Protesters replicated activist Trudi Warner’s sign in solidarity outside 25 crown courts across the country (Picture: Just Stop Oil on Twitter)
“Jurors have an absolute right to acquit a defendant according to their conscience.” Those words on activist Trudi Warner’s sign saw her prosecuted for contempt of court. Warner held the sign outside the Inner London Crown Court earlier this year during the trial of Insulate Britain climate protesters.
The police are currently investigating 12 other activists for holding similar signs. Warner’s prosecution is part of a worrying crackdown by the state on what climate activists can say and what jurors can hear in court. In several trials, judge Silas Reed barred climate protesters from mentioning the climate crisis or fuel poverty as their primary motivation for taking part in direct action.
When councillor Giovanna Lewis and Amy Pritchard defied this order earlier this year, Reed charged them with contempt of court and sent them to prison for over three weeks. Just before Giovanna went to jail, she told Socialist Worker, “The law isn’t on our side.
“Judges know that when juries hear the reasons why we cause disruption, they are more likely to vote in our favour.” Giovanna is correct. The concept of an independent jury can pose problems for the ruling class. Since the modern jury was established in the 12th century, juries have sometimes refused to go along with what judges want.
They can be influenced by movements and pressure from the outside. The justice system doesn’t like this, but anti-racists and climate activists can help to make juries see through the justice system’s failings. Warner’s sign referenced a stand taken by 12 jurors who did just that in 1670.
In August that year, two Quakers, William Penn and William Mead, were charged with unlawful assembly.

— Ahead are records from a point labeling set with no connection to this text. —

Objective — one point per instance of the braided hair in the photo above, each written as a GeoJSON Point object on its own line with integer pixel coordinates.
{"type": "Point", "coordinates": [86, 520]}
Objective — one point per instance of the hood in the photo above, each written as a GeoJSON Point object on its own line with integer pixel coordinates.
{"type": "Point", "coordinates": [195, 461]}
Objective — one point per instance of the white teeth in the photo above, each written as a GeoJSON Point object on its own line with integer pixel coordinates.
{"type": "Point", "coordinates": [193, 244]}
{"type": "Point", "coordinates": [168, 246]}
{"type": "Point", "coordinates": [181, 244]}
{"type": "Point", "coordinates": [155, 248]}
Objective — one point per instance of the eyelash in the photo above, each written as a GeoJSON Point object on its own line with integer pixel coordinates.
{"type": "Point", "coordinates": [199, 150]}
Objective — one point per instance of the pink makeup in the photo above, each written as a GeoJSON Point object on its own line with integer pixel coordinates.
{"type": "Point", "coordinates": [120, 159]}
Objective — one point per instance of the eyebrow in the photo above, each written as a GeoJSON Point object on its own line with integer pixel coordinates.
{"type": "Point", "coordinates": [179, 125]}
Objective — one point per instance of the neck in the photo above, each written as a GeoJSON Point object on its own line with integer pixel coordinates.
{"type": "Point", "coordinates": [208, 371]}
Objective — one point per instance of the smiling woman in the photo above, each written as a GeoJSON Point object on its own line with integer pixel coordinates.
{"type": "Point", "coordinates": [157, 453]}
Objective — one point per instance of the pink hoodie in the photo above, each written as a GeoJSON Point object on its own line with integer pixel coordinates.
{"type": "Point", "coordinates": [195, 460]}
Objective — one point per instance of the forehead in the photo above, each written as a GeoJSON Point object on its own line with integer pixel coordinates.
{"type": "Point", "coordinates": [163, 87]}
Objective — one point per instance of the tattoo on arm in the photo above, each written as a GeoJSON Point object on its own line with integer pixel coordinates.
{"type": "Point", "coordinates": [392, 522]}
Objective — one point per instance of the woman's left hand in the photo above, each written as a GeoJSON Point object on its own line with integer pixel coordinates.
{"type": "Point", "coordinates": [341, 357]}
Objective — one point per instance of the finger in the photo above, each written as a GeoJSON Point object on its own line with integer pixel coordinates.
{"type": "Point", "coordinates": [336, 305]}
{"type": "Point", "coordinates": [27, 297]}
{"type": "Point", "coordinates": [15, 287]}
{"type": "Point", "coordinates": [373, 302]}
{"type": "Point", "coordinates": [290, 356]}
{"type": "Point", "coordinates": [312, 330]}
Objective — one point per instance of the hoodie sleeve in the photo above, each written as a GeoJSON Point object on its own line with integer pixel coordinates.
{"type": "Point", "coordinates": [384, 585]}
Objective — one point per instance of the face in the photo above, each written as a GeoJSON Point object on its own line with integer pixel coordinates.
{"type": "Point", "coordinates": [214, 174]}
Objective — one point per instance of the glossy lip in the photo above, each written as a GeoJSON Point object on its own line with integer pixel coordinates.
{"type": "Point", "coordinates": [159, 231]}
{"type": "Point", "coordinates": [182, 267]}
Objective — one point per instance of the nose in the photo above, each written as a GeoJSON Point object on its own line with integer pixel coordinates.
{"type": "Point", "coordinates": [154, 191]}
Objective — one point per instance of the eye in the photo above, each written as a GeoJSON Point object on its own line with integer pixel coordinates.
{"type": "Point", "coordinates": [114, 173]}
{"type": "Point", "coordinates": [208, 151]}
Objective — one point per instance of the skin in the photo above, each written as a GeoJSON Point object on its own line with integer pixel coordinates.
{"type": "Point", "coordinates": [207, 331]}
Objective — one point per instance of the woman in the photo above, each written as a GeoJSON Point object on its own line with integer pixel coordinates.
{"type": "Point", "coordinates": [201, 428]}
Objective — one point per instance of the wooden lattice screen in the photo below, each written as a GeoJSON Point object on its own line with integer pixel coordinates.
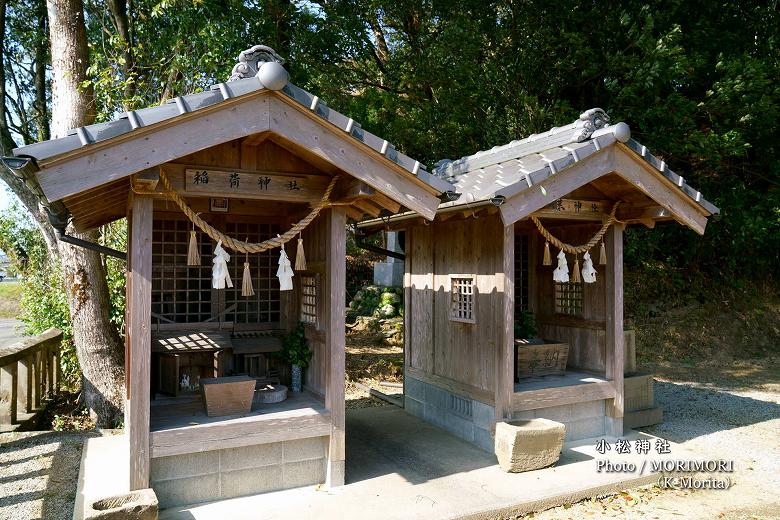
{"type": "Point", "coordinates": [180, 294]}
{"type": "Point", "coordinates": [521, 274]}
{"type": "Point", "coordinates": [568, 298]}
{"type": "Point", "coordinates": [309, 299]}
{"type": "Point", "coordinates": [183, 294]}
{"type": "Point", "coordinates": [462, 294]}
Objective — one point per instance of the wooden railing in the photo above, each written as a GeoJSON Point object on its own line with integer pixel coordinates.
{"type": "Point", "coordinates": [29, 371]}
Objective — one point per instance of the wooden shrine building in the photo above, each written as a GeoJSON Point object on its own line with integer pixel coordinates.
{"type": "Point", "coordinates": [250, 158]}
{"type": "Point", "coordinates": [479, 268]}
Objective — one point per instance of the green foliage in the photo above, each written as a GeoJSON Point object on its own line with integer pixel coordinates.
{"type": "Point", "coordinates": [43, 301]}
{"type": "Point", "coordinates": [525, 326]}
{"type": "Point", "coordinates": [295, 347]}
{"type": "Point", "coordinates": [377, 301]}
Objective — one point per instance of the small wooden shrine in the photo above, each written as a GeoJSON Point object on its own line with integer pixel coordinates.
{"type": "Point", "coordinates": [236, 201]}
{"type": "Point", "coordinates": [532, 228]}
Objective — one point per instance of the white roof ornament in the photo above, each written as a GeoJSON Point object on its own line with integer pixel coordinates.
{"type": "Point", "coordinates": [590, 121]}
{"type": "Point", "coordinates": [263, 62]}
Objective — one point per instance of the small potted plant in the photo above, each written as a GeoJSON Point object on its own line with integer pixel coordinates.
{"type": "Point", "coordinates": [296, 352]}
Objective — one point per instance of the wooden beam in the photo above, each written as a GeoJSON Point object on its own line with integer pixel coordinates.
{"type": "Point", "coordinates": [351, 156]}
{"type": "Point", "coordinates": [367, 207]}
{"type": "Point", "coordinates": [504, 376]}
{"type": "Point", "coordinates": [139, 339]}
{"type": "Point", "coordinates": [554, 187]}
{"type": "Point", "coordinates": [334, 391]}
{"type": "Point", "coordinates": [94, 165]}
{"type": "Point", "coordinates": [615, 339]}
{"type": "Point", "coordinates": [351, 190]}
{"type": "Point", "coordinates": [661, 190]}
{"type": "Point", "coordinates": [548, 397]}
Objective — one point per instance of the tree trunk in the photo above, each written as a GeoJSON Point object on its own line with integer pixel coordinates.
{"type": "Point", "coordinates": [98, 346]}
{"type": "Point", "coordinates": [72, 105]}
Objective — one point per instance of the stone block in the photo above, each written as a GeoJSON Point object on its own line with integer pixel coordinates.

But against the judge’s wishes the jurors refused to find Penn and Mead guilty. The judge took revenge. He told the jurors they would “not be dismissed until we have a verdict that the court will accept”.
Edward Bushel, his fellow jurors and the two accused were marched off to jail and denied food and water for two days. Due to an appeal made by Bushel, the judge was forced to rescind his punishment. Courts were barred from punishing jurors who came to verdicts judges disagreed with.
But ruling classes have always looked for ways to chip away at the tiny opportunities for democracy that ordinary people have. Judges can in some cases override juries if they believe the evidence contradicts their verdict. In Britain most criminal cases never go before a jury.
The majority of trials are conducted in magistrates’ courts. Who is on the jury, and who controls this process, matters too. All-white juries in the US South were set up to convict black people. And whether the jury makes the right or wrong decision, all justice in capitalist society is ruling class justice.
From the crimes people are convicted of to the aid available to them, the justice system is set up against working class people. Having money means being able to afford the best legal team, and your status may help the judge hand out a lesser sentence, regardless of guilt. Wider inequalities and backward ideas still exist within the justice system with or without juries.
But it’s true that in the last few years juries have acquitted activists who toppled the statue of the slaver Edward Colston in Bristol. And they have also freed some of the Palestine activists who targeted Elbit arms factories. We should defend juries and jurors against the attacks. But winning justice will take an overthrow of the whole system.